Esmerelda Van Twinkle, the protagonist in my novel
The French Revolution, is a morbidly obese pastry chef at a series of ultra-hip San Francisco gourmet restaurants. Esmerelda's my favorite character because (A) she's got boatloads of attitude, and (B) she gets to work with amazing food all day. And if there's one thing most people can agree on, it's that amazing food is a good thing.
(Side note: lest anyone think I'm picking on people with weight problems, allow me to volunteer that I've been battling my weight for pretty much my whole life, and attempted to explore the ins-and-outs of that uphill mind game through Esmerelda's story.)
Thinking up blisteringly imaginative foodie concoctions is way harder than you think. It seemed that whenever I devised a particularly inventive dish for Esmerelda to develop — squid truffle paste, or candy-cane venison stew, or emu casserole slow-cooked with periwinkle nutmeg and served with gingerbread pretzels — the New Yorker food edition would come out with something better. Consider their profile of superchef Grant Aschatz working on a "dessert involving strawberries, Niçoise olives, and essence of violet," or New York chef David Chang's "smear of black nori purée on the bottom of the bowl; then a layer of sea scallops and chanterelles and possibly clams; and then, spooned on top in front of the customer, a soft heap of foaming dashi (kelp and dried-bonito broth), made intentionally unstable with just a little methylcellulose, so that in front of the customer's eyes the bubbles would burst and dissipate into a fishy liquid, at exactly the speed that foam from a wave dissipates onto sand."

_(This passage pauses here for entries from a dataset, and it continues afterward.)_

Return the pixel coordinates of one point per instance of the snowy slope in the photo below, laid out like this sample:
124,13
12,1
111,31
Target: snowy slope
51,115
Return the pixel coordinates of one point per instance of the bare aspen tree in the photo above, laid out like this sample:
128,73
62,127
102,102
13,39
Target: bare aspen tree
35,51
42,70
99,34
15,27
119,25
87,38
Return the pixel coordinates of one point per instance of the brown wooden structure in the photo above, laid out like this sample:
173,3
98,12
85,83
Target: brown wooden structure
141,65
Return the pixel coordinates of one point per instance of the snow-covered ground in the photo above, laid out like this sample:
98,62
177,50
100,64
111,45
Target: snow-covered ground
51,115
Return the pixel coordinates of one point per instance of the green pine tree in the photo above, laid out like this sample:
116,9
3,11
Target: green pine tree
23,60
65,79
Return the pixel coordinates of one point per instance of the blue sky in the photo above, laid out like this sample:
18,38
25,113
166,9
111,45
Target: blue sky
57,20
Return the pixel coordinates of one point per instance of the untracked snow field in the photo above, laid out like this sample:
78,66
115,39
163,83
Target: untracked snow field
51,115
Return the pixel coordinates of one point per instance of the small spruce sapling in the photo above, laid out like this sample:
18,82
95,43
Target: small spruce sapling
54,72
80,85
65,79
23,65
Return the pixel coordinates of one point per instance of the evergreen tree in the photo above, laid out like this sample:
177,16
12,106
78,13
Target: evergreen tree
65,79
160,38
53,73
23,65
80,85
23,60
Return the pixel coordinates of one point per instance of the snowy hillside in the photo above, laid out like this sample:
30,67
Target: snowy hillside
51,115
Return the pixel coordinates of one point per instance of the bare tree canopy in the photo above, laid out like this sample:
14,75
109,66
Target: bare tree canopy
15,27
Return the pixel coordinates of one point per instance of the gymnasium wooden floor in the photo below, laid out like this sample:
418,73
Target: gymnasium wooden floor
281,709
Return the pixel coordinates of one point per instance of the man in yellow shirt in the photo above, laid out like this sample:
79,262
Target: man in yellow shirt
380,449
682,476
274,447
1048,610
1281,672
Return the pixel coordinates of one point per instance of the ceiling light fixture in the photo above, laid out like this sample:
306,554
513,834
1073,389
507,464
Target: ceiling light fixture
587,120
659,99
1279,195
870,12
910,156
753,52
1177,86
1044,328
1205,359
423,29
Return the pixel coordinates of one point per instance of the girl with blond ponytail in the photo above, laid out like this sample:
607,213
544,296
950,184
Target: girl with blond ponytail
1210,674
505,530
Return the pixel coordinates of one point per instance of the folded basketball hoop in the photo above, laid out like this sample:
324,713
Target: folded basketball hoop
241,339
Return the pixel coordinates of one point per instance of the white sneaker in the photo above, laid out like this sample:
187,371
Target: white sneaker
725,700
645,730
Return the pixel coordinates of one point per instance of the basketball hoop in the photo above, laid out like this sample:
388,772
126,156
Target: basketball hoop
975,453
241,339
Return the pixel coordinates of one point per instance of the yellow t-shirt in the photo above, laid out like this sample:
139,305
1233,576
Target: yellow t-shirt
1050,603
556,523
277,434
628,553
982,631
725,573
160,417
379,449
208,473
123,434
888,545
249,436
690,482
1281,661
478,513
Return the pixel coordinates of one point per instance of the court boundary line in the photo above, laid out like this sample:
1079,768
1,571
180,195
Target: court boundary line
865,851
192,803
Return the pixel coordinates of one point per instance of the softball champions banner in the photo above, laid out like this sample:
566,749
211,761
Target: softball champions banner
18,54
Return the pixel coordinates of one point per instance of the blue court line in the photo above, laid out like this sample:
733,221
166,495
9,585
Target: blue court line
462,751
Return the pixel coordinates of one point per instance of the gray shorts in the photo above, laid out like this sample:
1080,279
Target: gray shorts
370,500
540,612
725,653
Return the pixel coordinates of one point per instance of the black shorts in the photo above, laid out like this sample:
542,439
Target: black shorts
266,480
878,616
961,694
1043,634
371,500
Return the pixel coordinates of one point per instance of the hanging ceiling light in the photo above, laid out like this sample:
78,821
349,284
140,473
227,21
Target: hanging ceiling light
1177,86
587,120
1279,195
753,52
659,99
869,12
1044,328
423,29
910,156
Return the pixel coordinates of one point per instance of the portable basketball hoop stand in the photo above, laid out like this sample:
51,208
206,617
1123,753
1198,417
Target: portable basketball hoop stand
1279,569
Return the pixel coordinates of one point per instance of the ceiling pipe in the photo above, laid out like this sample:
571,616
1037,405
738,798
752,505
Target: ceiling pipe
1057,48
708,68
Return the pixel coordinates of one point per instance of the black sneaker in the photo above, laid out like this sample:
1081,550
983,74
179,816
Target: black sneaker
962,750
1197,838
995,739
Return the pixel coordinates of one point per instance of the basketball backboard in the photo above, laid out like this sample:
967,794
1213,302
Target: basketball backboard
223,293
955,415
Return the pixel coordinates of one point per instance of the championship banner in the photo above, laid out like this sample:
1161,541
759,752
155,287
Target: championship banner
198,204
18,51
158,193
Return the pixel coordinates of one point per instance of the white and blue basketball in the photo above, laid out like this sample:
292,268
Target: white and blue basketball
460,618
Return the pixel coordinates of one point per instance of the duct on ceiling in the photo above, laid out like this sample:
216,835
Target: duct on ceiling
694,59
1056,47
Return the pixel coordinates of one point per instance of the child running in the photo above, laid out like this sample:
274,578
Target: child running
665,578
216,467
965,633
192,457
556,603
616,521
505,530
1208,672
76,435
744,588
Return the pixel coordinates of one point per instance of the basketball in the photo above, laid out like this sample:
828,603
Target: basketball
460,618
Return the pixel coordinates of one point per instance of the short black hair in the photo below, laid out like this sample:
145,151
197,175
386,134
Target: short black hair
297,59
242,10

Which is pretty much untoppable.
Still, I tried. I sent Esmerelda to a secret culinary boot camp where she learned secrets from a reclusive kitchen demigod. I created a stunning rise to national domination on the back of tongue-lathering, saffron-sprinkled oatmeal cookies, which was necessarily followed by a crushing fall to ignominy at the hands of her mentor. Later, after much soul-searching as a cashier at a copy shop and, later, an up-and-coming New York bagel joint, Esmerelda's creative synapses start firing again at her own restaurant, where she begins churning out breathtaking dishes once more: jalapeno chutney pie, Fluffernutter cake layered with raspberry jam, baked bananas infused with pineapple reduction sauce.
Fun, isn't it? There's something miraculous about food — especially French food — and, of course, this brand of food is vastly different from classics like pork chop and baked potatoes. The combinations are brain-ticklingly wild, so crazy they might actually work.
But the only way to know for sure is to taste them — and until then, our imaginations are left to wonder.